(Agence Ecofin) - Riadh Ferjani est sociologue des médias et membre du conseil de la Haute autorité indépendante de la communication audiovisuelle (Haica) en Tunisie. Dans une interview parue dans le HuffPost Maghreb, il revient sur le rôle de la Haica.
Riadh Ferjani reconnaît que la Haica « fait peur » aux acteurs politiques, aux opérateurs économiques et même aux hommes de médias. La raison étant qu’en Tunisie, la régulation reste un phénomène nouveau qui effraie presque tout le monde. « Ce qui est nouveau n’est jamais très bien accepté au début », affirme Riadh Ferjani pour qui cette peur est liée à l’histoire de Tunisie, « avec un Etat autoritaire et des mouvements sociaux confrontés à la résistance ou à l’affrontement ».
Il rappelle que la mise en place de la Haica a été combattue, malgré sa légalité constitutionnelle. Et pour cause, les dirigeants n’ont pas de mainmise sur cet instrument de régulation, en même temps qu’ils assistent à « l’affaiblissement de l’autorité de l’Etat qui, dans le champ audiovisuel, se traduit par une prolifération quasi-anarchique des diffuseurs compliquée par l’autoritarisme, le favoritisme et la prédation pré-révolutionnaires ».

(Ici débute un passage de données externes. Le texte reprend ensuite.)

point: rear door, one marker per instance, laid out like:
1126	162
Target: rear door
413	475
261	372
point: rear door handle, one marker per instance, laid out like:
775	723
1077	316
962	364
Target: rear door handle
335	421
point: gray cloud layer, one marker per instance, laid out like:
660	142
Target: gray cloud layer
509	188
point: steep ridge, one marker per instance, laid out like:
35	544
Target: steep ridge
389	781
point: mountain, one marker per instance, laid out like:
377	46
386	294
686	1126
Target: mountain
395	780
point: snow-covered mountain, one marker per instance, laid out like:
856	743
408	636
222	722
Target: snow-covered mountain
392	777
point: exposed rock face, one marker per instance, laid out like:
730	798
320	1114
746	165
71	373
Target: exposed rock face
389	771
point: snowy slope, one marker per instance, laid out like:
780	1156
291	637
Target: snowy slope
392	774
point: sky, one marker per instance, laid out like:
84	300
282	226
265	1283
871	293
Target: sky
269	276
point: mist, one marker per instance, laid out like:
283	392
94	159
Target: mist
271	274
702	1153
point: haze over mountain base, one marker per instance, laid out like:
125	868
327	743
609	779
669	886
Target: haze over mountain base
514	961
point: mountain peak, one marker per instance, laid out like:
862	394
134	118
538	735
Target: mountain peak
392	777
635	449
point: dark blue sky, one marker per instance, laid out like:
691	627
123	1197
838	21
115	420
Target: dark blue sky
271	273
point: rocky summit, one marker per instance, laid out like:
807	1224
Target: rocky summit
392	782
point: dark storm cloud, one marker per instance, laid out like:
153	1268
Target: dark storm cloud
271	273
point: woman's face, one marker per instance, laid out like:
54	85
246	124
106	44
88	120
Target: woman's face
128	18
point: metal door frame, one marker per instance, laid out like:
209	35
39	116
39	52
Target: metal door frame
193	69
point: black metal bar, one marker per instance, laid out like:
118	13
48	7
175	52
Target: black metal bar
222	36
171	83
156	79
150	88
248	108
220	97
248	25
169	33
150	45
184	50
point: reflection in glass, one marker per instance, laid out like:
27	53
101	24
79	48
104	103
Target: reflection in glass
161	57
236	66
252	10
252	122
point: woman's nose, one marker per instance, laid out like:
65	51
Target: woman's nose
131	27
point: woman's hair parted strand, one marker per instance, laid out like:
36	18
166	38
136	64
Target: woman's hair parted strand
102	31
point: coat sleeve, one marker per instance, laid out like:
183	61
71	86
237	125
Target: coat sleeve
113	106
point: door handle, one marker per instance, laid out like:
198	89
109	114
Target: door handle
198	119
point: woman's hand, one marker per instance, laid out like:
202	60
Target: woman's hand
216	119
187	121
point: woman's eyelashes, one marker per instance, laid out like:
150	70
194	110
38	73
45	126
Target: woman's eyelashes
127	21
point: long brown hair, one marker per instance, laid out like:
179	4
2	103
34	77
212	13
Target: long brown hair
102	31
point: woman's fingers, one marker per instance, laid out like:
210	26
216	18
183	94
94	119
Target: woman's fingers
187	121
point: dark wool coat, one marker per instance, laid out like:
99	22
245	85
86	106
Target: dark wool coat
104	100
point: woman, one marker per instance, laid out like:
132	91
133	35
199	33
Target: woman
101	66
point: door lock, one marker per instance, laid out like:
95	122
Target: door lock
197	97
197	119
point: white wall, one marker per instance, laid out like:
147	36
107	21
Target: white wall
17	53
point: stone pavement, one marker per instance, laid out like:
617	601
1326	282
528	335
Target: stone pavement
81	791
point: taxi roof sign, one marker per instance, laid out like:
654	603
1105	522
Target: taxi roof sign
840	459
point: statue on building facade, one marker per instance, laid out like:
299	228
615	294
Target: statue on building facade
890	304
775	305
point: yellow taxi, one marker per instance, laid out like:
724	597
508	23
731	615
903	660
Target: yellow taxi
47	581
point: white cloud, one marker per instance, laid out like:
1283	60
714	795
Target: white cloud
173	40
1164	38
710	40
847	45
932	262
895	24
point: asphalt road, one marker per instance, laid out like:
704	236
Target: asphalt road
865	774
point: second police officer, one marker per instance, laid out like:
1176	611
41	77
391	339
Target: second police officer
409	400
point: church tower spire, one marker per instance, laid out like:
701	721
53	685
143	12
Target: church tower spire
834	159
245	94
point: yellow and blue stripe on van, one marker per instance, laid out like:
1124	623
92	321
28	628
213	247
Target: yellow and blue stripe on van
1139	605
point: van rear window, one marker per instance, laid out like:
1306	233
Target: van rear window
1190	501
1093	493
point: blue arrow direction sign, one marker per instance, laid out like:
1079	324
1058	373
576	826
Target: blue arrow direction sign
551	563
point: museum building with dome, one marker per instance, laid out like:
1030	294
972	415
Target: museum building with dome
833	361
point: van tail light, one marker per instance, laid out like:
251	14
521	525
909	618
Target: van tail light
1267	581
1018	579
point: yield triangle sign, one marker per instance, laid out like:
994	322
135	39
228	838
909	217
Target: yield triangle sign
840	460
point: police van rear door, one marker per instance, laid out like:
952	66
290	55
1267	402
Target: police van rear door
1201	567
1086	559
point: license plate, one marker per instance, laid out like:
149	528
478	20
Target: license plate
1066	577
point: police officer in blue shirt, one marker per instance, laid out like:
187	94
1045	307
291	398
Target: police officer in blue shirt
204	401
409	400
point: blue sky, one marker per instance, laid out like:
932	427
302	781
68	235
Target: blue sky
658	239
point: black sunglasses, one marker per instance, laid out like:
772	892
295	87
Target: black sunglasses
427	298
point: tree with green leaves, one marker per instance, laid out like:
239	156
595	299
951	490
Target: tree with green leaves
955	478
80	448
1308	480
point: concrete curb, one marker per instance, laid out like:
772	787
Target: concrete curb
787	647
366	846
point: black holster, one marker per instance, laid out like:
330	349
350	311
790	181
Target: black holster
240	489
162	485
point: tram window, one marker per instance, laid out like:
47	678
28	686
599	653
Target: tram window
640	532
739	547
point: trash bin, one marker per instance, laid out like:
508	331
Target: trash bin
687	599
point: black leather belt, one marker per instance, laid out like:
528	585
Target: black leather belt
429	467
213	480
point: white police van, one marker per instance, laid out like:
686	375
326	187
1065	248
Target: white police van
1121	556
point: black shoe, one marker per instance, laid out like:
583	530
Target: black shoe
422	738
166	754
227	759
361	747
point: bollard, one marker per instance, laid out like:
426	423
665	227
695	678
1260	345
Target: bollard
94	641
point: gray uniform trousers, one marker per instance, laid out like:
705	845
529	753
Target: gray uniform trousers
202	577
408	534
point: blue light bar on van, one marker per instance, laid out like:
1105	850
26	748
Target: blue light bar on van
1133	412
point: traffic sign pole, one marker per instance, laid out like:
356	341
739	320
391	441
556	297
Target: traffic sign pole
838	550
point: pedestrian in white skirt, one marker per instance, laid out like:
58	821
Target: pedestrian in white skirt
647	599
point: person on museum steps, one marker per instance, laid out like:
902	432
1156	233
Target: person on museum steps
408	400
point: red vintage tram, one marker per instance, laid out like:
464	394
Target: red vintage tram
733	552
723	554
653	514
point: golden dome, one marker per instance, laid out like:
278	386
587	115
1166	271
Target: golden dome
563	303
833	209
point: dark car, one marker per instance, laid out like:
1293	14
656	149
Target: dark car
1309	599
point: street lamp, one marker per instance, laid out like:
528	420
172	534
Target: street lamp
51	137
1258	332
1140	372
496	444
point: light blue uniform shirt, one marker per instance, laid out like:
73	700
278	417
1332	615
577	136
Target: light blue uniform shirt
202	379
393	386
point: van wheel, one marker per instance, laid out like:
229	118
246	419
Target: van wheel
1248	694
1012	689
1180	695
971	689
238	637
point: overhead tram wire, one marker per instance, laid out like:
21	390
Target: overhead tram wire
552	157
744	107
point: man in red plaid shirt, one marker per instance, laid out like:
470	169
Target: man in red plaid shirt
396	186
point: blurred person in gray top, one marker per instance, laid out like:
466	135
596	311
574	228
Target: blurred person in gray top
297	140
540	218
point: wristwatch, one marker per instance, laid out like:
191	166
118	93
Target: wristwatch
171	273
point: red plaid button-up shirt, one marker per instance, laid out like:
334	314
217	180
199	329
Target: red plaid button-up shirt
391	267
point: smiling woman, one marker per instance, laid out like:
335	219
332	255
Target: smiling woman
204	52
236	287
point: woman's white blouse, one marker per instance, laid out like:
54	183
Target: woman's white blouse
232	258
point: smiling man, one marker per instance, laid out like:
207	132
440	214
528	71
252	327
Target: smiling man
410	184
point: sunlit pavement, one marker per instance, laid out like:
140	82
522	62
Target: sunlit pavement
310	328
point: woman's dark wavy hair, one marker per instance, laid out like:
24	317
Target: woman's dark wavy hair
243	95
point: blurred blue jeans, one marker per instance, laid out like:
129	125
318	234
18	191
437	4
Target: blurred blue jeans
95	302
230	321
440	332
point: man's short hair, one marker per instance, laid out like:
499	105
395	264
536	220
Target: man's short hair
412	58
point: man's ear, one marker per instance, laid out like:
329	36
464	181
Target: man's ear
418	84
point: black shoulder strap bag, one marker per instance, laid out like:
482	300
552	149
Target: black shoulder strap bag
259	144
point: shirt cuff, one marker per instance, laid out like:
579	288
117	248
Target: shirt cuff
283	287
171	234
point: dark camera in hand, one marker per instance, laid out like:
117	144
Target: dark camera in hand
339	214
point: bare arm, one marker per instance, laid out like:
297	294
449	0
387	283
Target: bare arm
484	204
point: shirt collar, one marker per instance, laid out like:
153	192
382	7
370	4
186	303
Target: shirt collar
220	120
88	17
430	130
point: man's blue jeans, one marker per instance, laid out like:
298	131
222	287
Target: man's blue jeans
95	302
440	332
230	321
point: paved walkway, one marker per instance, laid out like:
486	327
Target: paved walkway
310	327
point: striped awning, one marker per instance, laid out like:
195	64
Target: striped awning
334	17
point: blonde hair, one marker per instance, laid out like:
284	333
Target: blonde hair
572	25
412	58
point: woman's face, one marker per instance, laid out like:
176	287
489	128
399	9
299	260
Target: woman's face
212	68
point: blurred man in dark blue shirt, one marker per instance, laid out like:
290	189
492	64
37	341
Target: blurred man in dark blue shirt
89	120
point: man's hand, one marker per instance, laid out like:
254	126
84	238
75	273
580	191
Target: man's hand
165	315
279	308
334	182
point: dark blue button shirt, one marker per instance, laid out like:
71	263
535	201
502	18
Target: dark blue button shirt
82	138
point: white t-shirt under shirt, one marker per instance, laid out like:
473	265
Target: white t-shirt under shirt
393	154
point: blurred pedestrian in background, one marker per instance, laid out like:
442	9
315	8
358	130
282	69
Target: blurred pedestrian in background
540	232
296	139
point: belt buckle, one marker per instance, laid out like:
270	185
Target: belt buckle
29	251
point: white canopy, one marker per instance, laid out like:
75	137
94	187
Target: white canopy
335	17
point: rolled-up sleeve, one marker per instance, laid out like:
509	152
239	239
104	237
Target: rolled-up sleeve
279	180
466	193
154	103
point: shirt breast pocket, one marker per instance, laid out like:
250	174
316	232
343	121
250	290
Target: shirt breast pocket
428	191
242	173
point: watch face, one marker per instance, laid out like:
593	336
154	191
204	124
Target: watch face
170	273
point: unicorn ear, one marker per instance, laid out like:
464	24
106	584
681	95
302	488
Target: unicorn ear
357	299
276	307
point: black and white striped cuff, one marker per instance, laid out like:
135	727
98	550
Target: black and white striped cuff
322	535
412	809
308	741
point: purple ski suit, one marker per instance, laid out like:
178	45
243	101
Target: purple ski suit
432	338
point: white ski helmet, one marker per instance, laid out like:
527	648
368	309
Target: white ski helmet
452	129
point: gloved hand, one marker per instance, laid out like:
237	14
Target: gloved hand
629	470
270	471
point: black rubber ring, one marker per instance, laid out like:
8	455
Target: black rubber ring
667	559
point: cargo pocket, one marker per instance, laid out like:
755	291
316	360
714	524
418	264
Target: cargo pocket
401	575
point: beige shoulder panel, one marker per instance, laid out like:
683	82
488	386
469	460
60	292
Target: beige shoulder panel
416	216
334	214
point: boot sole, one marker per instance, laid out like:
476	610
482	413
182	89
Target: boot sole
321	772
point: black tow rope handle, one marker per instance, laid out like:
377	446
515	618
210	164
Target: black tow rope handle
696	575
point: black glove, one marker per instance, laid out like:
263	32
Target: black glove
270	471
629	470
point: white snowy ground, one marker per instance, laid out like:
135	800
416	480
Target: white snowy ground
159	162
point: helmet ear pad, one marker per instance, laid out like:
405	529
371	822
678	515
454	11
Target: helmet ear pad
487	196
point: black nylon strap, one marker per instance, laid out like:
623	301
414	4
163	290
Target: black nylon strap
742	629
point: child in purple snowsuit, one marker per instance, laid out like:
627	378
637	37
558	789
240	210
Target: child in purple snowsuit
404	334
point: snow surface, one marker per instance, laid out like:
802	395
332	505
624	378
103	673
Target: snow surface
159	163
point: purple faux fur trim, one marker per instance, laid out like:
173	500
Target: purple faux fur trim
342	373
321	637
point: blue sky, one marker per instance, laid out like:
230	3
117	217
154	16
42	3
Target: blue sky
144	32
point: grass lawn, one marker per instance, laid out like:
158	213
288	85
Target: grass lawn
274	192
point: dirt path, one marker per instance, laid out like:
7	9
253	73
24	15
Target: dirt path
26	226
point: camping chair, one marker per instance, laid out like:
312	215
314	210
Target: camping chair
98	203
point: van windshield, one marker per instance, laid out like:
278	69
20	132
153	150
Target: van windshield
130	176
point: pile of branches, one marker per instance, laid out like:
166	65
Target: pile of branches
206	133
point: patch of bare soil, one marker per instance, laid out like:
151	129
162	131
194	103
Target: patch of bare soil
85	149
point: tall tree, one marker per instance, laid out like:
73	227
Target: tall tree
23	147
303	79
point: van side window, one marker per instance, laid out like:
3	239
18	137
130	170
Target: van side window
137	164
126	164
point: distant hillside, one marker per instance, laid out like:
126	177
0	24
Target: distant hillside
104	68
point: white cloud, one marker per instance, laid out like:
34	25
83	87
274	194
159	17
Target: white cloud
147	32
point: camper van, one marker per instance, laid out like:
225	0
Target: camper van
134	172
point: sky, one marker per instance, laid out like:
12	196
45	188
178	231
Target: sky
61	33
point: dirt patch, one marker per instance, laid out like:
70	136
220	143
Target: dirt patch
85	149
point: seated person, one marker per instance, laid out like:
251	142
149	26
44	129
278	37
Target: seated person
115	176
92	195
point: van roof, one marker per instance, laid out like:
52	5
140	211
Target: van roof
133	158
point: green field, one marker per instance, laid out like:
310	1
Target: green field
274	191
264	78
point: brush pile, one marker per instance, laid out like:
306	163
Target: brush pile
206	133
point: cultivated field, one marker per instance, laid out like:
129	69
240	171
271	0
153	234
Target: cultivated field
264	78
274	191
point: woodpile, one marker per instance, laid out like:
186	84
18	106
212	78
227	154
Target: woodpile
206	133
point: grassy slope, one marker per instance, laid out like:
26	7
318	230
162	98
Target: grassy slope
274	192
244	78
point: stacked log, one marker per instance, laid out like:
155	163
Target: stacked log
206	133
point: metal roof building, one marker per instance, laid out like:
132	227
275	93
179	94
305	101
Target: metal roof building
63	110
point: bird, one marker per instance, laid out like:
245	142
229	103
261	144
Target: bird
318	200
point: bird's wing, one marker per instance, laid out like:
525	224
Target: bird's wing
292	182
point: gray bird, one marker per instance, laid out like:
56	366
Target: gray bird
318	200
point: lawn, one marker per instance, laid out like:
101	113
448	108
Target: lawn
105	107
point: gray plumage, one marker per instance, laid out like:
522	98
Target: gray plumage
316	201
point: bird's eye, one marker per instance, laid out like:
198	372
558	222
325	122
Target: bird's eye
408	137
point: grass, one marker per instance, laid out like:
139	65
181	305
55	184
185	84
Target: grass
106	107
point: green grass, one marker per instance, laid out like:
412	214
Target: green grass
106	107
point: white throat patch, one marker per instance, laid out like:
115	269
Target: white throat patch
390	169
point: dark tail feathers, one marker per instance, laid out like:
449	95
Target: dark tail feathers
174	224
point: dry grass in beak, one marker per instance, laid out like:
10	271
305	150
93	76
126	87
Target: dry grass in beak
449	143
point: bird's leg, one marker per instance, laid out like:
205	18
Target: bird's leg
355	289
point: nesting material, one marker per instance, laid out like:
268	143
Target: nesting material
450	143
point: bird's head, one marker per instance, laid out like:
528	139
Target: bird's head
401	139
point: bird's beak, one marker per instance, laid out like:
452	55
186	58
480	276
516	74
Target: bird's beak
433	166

Les médias sont tout aussi frileux, car la Haica ne saurait laisser passer les dérapages. Riadh Ferjani en veut pour preuve la mise en garde faite à la télévision d’Etat après la diffusion des images portant atteinte à la dignité humaine. « Depuis la guerre du Vietnam, les télévisions publiques et même privées se gardent généralement de diffuser les images de leurs propres soldats tombés sur le champ de bataille », rappelle-t-il. Depuis mai 2013 qu’elle est en activité, la Haica a émis une vingtaine d’avertissements et parfois d’interdictions de programmes. Mais Riadh Ferjani assure que l’objectif n’est ni la censure, ni la fermeture des médias, mais d’arriver à ce que « les professionnels observent eux-mêmes les règles déontologiques et les obligations légales ».
La tâche s’annonce très ardue, reconnaît-il, car en Tunisie « la chute de la dictature a propulsé des commentateurs sportifs ou des animateurs de variété comme éditorialistes politiques officiant en prime time ». Dans un contexte de violation généralisée des règles, il devient alors difficile de sévir sans laisser une impression de discrimination. Toutefois selon Riadh Ferjani, la meilleure réponse aux critiques est de poser les bonnes questions, à savoir les fondements de la régulation, le bien-fondé et les limites de la liberté d’expression.
Eu égard aux missions de la Haica, elle doit se pencher sur des chantiers prioritaires. D’abord, négocier dans les plus brefs délais avec le nouveau chef du gouvernement, Mehdi Jomâa, les critères de nomination des présidents directeurs généraux de l’audiovisuel public, afin de combler la vacance de pouvoir à la télévision et stopper la crise endémique de la radio publique. Ensuite, il faut rendre public les cahiers de charges des médias audiovisuels. L’objectif étant de mettre fin à l’inégalité dans le secteur où 5 diffuseurs ont été autorisés avant le 14 janvier 2011, 5 télévisions et 12 radios disposent d’une licence provisoire, contre une quinzaine de diffuseurs pirates. Enfin, la Haica entend mettre en place un monitoring systématique de tous contenus diffusés en Tunisie, comme le stipule le décret-loi 116.
Le temps presse, car le mandat de la Haica s’achève dès la fin du processus électoral. En réalité, elle prépare le terrain pour la future instance de régulation.